I agree you most likely have a fault in your coolant temp sensor in the bottom tank of radiator that controls when the fan operates.


----------



## chadzeilenga (Apr 15, 2009)

*Where located?*

The coolant temp sensor is in the lower tank of the radiator? I thought it was on the pass side of the engine back by where the heater hoses come off. Does any one have a pic?


----------



## IanH (Feb 11, 2003)

turn the AC off ??


----------



## pulsar86 (Aug 13, 2009)

The coolant temp sender is usually in the bottom radiator tank on most Nissans I have owned or worked on, the other sender on the engine itself is for the temp gauge. The sender for the fan will be easy to find just follow the wiring back from the fan itself.


----------



## chadzeilenga (Apr 15, 2009)

The AC is off, it hasn't been on because it's broken with a leak in the line.

I'll check the radiator for the sensor. You're saying that the one in the engine is just for the gauge and won't affect anything?
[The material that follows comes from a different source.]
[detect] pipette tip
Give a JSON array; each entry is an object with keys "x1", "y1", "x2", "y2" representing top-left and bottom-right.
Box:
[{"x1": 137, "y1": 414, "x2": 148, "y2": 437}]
The engine doesn't seem to run hot or need the fans on as much as they are.


----------



## chadzeilenga (Apr 15, 2009)

Last night I did the following items.

Opened up bleeder screw near heater hose with engine hot and running, few small bubbles came out. No change
Swapped the coolant temp sensor near this same plug. No change
Ran car for a while with full funnel in place of rad cap to help bleed air out, no bubbles, no change.
Squeezed upper & lower rad hoses a bit but noticed no bubbles.

The lower radiator hose is always very cool to the touch and the upper is very hot. What would cause this?


----------



## Beverly Stayart (Jul 13, 2009)

The coolant temp sensor should be clearly marked. If you can't locate it, check your manual or ask your dealer.


----------



## pulsar86 (Aug 13, 2009)

It is normal for the top hose to be hot and the bottom cooler, it is because the hot coolant enters at the top from the engine block. It means your radiator is doing a good job. Have you located the sender in the bottom tank? Just follow the wiring from the radiator cooling fan and it should be connected to it. It sounds more and more like a faulty sender that controls the fan to me.


----------



## chadzeilenga (Apr 15, 2009)

*Can't find sender*

I looked at the wiring for both of the fans on the radiator and it doesn't seem to continue on to a sending unit. The wires to both fans end at the fan, maybe it is upstream a bit from the fan motors? Does anyone have a pic of where it's at?


----------



## IanH (Feb 11, 2003)




----------



## IanH (Feb 11, 2003)

you can see that the cooling fans are controlled by the ECU, the temp sensor ties into the ecu.


----------



## chadzeilenga (Apr 15, 2009)

*Got it!*

I figured it out. It was either the thermostat keeping the car too hot or it was the fan switch that I swapped out. The fan switch is located just below and rearward of the distributor on the engine and has a single prong to it. I did the thermostat last night and then fan switch today before I topped it off with fresh coolant. Now the fans come only only when needed. Thanks everyone!


----------